You can see an article about it here, including how to fix it in c code:

In my test case, there are 250 windows threads created by Julia as I asked, perhaps by using pthreads which I assume lacks this code as well.

When they run in a tight loop that is not memory bound, you will see 256 non-idle threads, but only 1/4 CPU usage in the task manager. Using any good windows diagnostic tool, you can see that julia has created 250 threads, but they are all assigned to the same thread group instead of using the 4 groups that are present in this machine. Thus, the 256 OS threads only use 64 HW threads out of the 256 available

If you run a third party program called “process lasso”, it can be told to “spread the threads out over all the processor groups” for a running process. Applying this to julia makes it able to take advantage of all the cores. You will see that now the process manager shows 100% CPU usage on all cores, and that you get corresponding speedups.
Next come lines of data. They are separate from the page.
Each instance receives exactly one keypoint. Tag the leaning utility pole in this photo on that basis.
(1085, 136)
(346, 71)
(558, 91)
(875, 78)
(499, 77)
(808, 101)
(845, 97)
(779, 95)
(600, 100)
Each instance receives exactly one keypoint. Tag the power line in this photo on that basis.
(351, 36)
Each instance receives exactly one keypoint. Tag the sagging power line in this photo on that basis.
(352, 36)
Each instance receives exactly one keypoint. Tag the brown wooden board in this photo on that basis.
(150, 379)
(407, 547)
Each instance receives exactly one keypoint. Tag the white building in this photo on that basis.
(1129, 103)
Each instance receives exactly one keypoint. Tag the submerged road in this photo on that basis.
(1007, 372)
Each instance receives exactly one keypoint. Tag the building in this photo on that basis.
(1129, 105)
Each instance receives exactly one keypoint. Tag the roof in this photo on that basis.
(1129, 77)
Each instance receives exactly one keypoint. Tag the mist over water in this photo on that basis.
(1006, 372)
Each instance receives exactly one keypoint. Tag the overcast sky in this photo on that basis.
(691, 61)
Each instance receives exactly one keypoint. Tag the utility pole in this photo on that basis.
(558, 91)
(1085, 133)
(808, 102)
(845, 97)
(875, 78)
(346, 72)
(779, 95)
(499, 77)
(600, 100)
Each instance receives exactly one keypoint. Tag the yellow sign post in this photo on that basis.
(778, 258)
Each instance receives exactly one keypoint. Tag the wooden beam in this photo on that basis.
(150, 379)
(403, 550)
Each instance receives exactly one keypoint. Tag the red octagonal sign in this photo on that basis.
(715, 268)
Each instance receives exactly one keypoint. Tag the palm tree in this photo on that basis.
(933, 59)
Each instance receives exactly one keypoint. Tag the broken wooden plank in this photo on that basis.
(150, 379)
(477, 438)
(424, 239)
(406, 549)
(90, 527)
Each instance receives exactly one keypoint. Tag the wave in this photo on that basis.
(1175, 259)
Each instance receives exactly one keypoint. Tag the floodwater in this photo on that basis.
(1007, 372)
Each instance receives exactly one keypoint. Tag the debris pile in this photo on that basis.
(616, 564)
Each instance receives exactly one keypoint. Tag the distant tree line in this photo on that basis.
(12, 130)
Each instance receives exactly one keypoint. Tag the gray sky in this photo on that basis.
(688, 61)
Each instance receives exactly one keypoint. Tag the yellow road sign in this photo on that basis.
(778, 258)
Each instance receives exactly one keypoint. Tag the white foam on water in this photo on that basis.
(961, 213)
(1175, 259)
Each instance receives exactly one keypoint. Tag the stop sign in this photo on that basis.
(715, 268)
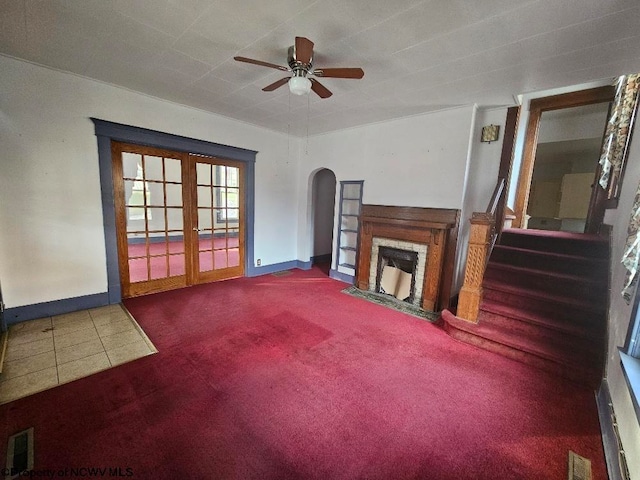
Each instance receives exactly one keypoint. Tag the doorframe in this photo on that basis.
(314, 206)
(106, 131)
(537, 107)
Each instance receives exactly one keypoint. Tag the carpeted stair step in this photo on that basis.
(544, 282)
(548, 358)
(580, 244)
(557, 347)
(542, 303)
(550, 261)
(584, 337)
(590, 328)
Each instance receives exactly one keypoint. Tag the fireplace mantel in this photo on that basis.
(435, 227)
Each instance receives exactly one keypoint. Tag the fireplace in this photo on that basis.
(408, 256)
(394, 266)
(421, 241)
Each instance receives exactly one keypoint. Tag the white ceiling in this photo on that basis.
(418, 56)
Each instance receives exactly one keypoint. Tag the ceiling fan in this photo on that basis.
(300, 60)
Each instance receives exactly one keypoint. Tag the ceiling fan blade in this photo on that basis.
(274, 85)
(339, 72)
(260, 62)
(304, 49)
(321, 90)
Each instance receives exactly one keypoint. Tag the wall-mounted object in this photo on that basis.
(490, 133)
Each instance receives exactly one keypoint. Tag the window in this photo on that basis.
(630, 355)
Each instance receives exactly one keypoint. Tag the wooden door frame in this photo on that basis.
(537, 107)
(106, 132)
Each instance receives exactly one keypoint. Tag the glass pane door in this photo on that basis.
(219, 219)
(152, 218)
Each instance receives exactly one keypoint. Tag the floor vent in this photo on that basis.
(19, 454)
(579, 467)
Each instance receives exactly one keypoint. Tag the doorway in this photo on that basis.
(179, 218)
(556, 187)
(566, 161)
(323, 200)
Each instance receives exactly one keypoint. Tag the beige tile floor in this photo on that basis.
(51, 351)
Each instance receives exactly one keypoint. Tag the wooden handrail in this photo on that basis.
(482, 237)
(496, 197)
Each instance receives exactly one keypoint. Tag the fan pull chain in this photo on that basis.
(306, 148)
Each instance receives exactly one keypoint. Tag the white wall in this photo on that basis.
(419, 161)
(51, 233)
(482, 176)
(620, 313)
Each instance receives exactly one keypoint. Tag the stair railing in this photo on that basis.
(482, 237)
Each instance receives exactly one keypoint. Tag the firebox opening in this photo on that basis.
(396, 273)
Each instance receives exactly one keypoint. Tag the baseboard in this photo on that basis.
(278, 267)
(616, 469)
(56, 307)
(343, 277)
(326, 258)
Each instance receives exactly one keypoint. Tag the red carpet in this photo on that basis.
(223, 253)
(287, 378)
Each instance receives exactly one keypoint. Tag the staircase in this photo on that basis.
(544, 303)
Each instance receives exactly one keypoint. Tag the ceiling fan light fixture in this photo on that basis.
(299, 85)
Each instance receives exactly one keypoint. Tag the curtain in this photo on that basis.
(631, 255)
(617, 132)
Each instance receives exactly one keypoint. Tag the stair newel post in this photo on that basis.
(480, 238)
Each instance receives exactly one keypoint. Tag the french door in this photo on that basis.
(179, 218)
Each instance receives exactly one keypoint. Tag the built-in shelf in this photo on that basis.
(348, 223)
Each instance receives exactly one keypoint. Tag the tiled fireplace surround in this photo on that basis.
(430, 230)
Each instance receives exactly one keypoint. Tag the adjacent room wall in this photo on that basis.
(419, 161)
(51, 233)
(620, 312)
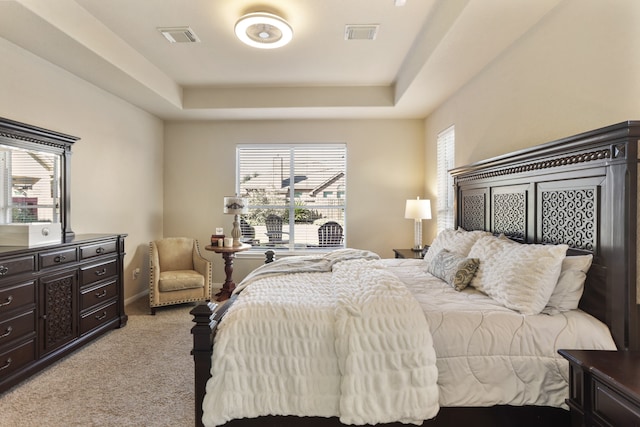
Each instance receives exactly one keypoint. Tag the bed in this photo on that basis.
(570, 199)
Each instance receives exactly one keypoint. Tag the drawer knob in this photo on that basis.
(7, 302)
(6, 334)
(6, 364)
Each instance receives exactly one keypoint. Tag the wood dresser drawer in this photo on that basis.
(16, 357)
(97, 317)
(15, 296)
(604, 387)
(95, 295)
(97, 249)
(60, 257)
(55, 298)
(17, 326)
(20, 264)
(95, 272)
(613, 407)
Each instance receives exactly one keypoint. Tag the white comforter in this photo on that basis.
(491, 355)
(351, 343)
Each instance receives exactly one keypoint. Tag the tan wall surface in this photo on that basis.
(385, 163)
(576, 71)
(116, 167)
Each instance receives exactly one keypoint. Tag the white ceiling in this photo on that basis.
(424, 52)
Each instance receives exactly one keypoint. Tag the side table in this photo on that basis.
(228, 254)
(604, 387)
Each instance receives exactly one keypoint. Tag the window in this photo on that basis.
(30, 186)
(446, 151)
(268, 176)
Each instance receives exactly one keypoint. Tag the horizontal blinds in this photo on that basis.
(446, 155)
(304, 184)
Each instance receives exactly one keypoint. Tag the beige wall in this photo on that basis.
(116, 167)
(385, 164)
(578, 70)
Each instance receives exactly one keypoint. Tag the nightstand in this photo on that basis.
(604, 387)
(410, 253)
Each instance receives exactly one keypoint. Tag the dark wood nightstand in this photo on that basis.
(410, 253)
(604, 387)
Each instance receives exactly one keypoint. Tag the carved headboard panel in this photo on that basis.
(582, 191)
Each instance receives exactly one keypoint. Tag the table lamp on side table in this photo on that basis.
(417, 210)
(234, 205)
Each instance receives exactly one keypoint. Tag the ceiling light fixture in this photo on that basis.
(263, 30)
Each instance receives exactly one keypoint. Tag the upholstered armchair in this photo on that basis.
(178, 273)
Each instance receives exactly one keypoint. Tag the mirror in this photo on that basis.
(34, 176)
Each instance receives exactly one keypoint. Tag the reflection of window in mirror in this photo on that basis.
(30, 190)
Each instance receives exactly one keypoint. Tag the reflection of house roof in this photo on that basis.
(325, 184)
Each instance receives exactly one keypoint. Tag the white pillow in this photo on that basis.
(568, 291)
(519, 276)
(457, 241)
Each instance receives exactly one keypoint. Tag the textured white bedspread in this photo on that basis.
(488, 354)
(353, 343)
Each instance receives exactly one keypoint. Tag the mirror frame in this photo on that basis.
(30, 137)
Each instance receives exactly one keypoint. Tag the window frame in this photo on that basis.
(445, 142)
(291, 205)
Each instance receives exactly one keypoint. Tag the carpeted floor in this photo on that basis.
(140, 375)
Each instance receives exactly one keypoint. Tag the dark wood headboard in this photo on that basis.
(582, 191)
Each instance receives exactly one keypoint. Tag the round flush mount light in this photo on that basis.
(263, 30)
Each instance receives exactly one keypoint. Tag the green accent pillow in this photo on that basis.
(454, 269)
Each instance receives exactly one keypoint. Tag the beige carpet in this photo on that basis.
(140, 375)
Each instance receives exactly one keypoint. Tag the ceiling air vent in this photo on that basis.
(361, 32)
(179, 34)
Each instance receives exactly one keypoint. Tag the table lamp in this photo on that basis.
(417, 210)
(234, 205)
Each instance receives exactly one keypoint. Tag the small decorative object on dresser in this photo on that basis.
(604, 387)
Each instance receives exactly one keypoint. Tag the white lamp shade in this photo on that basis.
(236, 205)
(418, 209)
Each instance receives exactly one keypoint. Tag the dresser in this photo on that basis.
(604, 387)
(56, 298)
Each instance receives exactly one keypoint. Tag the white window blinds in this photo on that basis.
(301, 186)
(446, 151)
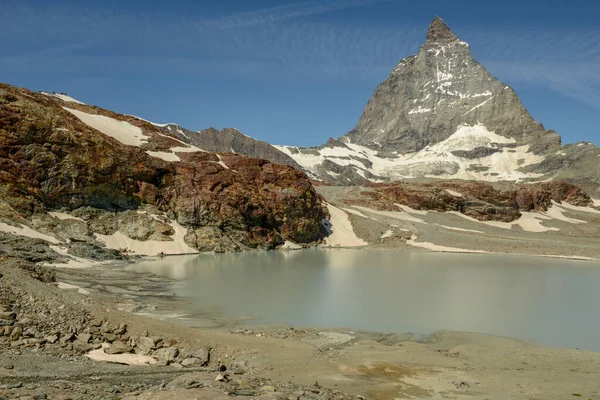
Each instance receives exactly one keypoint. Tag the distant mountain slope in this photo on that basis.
(439, 114)
(59, 154)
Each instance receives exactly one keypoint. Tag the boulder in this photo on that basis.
(118, 348)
I managed to get a 150x speedup vs single threaded code on this 128/256 core system by doing this.

Memory bandwidth doesn’t figure into this. Even if the threads were horribly memory bound, they would consume 100% of all of the cpus, though they might be spending more time servicing cache misses then doing math, and so not see a scalable speedup.

Its an easy problem to repro, and an easy one tix if you have a system to test on.